# Count Inversions - ll

#### Given a Singly Linked List of integers, return its inversion count. The inversion count of a linked list is a measure of how far it is from being sorted.

#### Two nodes 'N1' and 'N2' form an inversion if the value of 'N1' is greater than the value of 'N2' and 'N1' appears before 'N2' in the linked list.

##### Input Format:

```
The first and the only line of the input contains the elements of the singly linked list separated by a single space and terminated by -1. Hence, -1 would not be a list element.
```

##### Output Format:

```
Print a single integer denoting the inversion count of the given linked list.
```

##### Note:

```
You don't need to print the output, it has already been taken care of. Just implement the given function.
```

##### Constraints:

```
0 <= L <= 10^5
-10^9 <= data <= 10^9 and data != -1
Where L is the number of nodes in the linked list and 'data' is the node value of the linked list.
Time Limit: 1 sec
```

Initially, we declare a counter ‘INVERSIONCNT’ and initialize it with ‘0’, Where ‘INVERSIONCNT’ maintains the count of inversions in the given linked list. Also, Declare a pointer ‘CUR’, initialized to the ‘HEAD’ of the linked list, to traverse the entire list, and also a pointer ‘TEMP’ to traverse the part of the linked list after ‘CUR’.

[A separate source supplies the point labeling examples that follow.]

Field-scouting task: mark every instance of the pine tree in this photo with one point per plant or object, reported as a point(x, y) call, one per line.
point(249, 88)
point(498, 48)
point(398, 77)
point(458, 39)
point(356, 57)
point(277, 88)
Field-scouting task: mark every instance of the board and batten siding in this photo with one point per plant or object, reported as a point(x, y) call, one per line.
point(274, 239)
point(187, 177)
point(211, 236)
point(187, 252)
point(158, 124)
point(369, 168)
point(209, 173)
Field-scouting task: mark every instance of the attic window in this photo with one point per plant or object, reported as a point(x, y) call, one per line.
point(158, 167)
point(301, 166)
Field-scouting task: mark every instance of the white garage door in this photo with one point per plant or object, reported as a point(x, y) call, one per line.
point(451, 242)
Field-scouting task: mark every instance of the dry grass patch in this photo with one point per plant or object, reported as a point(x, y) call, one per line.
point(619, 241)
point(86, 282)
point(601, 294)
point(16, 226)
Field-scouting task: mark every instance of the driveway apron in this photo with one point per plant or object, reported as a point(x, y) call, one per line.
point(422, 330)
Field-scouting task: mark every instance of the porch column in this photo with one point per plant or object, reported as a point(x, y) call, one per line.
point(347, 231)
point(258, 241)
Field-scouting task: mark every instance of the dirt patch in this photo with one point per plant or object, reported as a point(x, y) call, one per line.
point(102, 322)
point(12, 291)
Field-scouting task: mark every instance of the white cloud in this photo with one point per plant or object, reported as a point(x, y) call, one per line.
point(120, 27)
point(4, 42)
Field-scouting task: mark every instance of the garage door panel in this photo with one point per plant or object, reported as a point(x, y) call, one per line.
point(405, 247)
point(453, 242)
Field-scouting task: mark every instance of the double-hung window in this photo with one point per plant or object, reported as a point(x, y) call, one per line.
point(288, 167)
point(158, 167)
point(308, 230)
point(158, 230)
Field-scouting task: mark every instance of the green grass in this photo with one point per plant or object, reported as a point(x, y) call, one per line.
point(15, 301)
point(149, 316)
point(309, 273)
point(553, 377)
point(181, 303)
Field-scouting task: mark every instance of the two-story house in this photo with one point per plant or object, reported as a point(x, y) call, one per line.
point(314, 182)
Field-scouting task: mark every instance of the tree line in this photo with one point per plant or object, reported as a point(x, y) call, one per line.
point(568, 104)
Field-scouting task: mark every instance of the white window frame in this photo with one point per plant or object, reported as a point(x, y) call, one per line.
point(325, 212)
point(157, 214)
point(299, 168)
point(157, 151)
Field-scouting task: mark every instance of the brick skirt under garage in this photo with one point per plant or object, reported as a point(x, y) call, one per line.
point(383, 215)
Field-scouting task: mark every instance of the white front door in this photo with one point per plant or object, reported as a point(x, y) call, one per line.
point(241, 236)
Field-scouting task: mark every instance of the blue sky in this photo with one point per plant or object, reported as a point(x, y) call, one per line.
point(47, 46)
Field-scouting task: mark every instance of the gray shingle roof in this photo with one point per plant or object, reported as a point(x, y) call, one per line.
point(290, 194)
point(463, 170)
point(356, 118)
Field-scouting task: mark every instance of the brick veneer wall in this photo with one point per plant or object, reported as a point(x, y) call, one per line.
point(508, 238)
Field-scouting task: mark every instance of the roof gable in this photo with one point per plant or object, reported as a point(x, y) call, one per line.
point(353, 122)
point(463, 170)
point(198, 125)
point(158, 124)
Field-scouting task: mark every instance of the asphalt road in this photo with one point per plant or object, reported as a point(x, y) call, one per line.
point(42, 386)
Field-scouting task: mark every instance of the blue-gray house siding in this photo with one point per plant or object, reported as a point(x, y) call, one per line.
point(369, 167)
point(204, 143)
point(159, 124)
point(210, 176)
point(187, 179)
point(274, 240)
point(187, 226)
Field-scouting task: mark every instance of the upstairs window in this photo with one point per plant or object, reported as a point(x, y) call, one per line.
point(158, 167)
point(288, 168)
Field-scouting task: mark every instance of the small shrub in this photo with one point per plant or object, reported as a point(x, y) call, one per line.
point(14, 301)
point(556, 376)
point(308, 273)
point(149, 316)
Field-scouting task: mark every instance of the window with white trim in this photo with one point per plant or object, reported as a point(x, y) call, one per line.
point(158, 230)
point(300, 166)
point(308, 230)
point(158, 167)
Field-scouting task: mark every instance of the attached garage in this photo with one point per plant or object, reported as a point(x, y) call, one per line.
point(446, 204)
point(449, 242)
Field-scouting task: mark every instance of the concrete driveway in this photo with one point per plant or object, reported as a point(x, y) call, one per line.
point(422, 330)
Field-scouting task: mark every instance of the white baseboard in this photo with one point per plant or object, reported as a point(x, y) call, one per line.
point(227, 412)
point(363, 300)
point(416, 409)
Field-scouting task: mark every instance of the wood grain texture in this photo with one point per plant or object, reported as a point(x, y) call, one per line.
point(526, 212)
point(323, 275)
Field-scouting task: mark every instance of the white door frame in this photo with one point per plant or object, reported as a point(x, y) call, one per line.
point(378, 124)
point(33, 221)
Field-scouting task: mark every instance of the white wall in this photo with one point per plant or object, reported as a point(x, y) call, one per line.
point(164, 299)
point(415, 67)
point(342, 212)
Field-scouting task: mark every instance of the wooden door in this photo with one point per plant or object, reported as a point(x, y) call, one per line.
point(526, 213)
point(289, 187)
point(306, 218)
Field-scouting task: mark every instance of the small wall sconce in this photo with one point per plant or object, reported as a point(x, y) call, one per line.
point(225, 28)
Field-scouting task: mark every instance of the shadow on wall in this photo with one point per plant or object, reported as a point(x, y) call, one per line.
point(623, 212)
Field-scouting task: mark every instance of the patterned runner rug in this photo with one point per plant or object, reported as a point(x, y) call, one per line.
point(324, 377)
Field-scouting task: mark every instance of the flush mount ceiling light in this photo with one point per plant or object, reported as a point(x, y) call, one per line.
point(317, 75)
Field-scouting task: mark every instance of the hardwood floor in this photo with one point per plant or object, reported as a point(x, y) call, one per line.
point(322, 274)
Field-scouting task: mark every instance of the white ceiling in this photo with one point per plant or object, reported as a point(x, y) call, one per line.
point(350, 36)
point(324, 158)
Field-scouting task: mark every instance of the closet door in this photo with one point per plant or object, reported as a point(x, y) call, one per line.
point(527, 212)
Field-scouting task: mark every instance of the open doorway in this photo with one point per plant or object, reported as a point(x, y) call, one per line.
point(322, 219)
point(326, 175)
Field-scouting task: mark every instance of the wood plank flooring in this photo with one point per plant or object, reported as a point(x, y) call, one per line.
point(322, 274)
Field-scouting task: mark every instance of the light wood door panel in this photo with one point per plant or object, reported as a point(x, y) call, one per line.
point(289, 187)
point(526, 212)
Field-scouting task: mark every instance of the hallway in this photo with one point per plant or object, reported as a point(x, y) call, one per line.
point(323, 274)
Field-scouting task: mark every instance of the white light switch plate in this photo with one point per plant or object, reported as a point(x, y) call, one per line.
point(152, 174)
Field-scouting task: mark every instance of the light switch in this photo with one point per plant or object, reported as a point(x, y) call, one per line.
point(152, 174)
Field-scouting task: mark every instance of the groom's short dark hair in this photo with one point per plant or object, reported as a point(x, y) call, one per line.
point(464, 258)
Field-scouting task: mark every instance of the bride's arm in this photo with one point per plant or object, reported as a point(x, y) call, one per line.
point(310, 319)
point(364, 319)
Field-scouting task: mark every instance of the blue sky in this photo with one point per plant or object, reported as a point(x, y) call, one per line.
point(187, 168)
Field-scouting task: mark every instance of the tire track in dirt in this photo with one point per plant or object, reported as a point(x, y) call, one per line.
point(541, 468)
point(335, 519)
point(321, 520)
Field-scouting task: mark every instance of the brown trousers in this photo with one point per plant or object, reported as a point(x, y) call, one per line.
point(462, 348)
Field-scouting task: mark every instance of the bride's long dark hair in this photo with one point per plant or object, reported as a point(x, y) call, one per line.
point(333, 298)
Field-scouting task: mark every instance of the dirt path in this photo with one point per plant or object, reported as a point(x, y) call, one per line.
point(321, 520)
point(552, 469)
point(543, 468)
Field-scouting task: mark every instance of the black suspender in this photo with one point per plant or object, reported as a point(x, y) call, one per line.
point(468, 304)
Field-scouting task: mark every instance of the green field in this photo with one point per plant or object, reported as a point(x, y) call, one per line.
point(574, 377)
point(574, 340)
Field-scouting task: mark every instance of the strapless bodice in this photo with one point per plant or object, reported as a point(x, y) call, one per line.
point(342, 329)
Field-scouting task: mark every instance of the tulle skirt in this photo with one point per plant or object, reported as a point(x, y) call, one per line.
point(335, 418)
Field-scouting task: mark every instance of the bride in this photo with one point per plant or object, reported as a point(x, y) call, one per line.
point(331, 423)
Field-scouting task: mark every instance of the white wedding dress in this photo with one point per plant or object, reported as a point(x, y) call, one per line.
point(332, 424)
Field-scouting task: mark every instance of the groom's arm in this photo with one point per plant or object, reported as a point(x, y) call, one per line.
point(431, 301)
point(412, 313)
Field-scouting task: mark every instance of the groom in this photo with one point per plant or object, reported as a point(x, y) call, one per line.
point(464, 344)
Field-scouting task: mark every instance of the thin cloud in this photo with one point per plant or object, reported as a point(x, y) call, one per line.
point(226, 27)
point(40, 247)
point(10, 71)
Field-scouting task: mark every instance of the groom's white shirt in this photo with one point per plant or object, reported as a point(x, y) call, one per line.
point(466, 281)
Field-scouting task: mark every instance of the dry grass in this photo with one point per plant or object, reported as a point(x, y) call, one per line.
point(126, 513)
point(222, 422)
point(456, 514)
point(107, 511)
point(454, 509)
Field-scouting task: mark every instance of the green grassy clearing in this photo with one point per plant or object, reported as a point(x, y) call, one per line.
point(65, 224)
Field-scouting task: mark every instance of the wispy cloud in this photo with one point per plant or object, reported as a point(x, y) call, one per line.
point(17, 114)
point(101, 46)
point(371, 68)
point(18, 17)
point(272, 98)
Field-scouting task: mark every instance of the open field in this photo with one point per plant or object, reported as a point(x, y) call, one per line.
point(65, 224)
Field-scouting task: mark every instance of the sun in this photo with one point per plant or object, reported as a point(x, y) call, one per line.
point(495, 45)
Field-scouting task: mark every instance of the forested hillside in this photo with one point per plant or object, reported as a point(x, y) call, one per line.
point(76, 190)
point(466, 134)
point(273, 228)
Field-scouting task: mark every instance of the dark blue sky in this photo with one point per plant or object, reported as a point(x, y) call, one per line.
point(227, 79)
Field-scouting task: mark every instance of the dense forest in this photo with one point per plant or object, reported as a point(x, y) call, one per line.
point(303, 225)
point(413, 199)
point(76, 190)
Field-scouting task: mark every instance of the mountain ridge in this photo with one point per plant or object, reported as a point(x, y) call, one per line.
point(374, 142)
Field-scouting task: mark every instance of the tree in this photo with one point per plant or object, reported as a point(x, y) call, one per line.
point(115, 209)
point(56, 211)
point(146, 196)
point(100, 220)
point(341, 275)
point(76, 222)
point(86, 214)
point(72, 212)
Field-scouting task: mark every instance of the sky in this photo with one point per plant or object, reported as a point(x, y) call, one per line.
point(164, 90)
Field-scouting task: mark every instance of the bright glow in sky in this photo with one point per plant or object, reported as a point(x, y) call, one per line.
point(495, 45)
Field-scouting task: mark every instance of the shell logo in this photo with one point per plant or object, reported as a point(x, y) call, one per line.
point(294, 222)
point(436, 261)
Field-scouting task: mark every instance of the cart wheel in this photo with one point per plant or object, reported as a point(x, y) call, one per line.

For every node pointed by the ‘CUR’, we use the ‘TEMP’ pointer to start traversal from the node next to the ‘CUR’. We compare the values of the nodes pointed by the pointer ‘TEMP’ and the ‘CUR’ pointer and if the value pointed by ‘CUR’ is greater than that pointed by ‘TEMP’, then the 2 nodes form an inversion pair and we increment the counter ‘INVERSIONCNT’ by ‘1’.

We repeat the entire process till ‘CUR’ reaches the end of the list.

This approach is based on the concept of merge sort and we count the number of inversions in the list during the merge step. We will have 2 sorted lists - ‘LEFT’ and ‘RIGHT’. We need to merge them and concurrently count the inversions. We will keep track of the current position in each list. Initially, this position is ‘0’ (the beginning of the list), and it can also point after the end of the list.

The steps are as follows:

- If both the current positions are inside their lists, then we have two cases:.
- The 'LEFT’ current element is less than or equal to the ‘RIGHT’ current element: We just copy the ‘LEFT’ current element into the resulting list and increment the ‘LEFT’ position.
- The ‘LEFT’ current element is greater than the ‘RIGHT’ current element: We copy the ‘RIGHT’ current element into the resulting list, increment the ‘RIGHT’ position and increment the inversions count by the number of remaining elements in the ‘LEFT’ list (including the 'LEFT' current element).

- Else if there are no ‘LEFT’ elements anymore, then we append the remaining ‘RIGHT’ list to the resulting list.
- Else we append the remaining ‘LEFT’ list to the resulting list.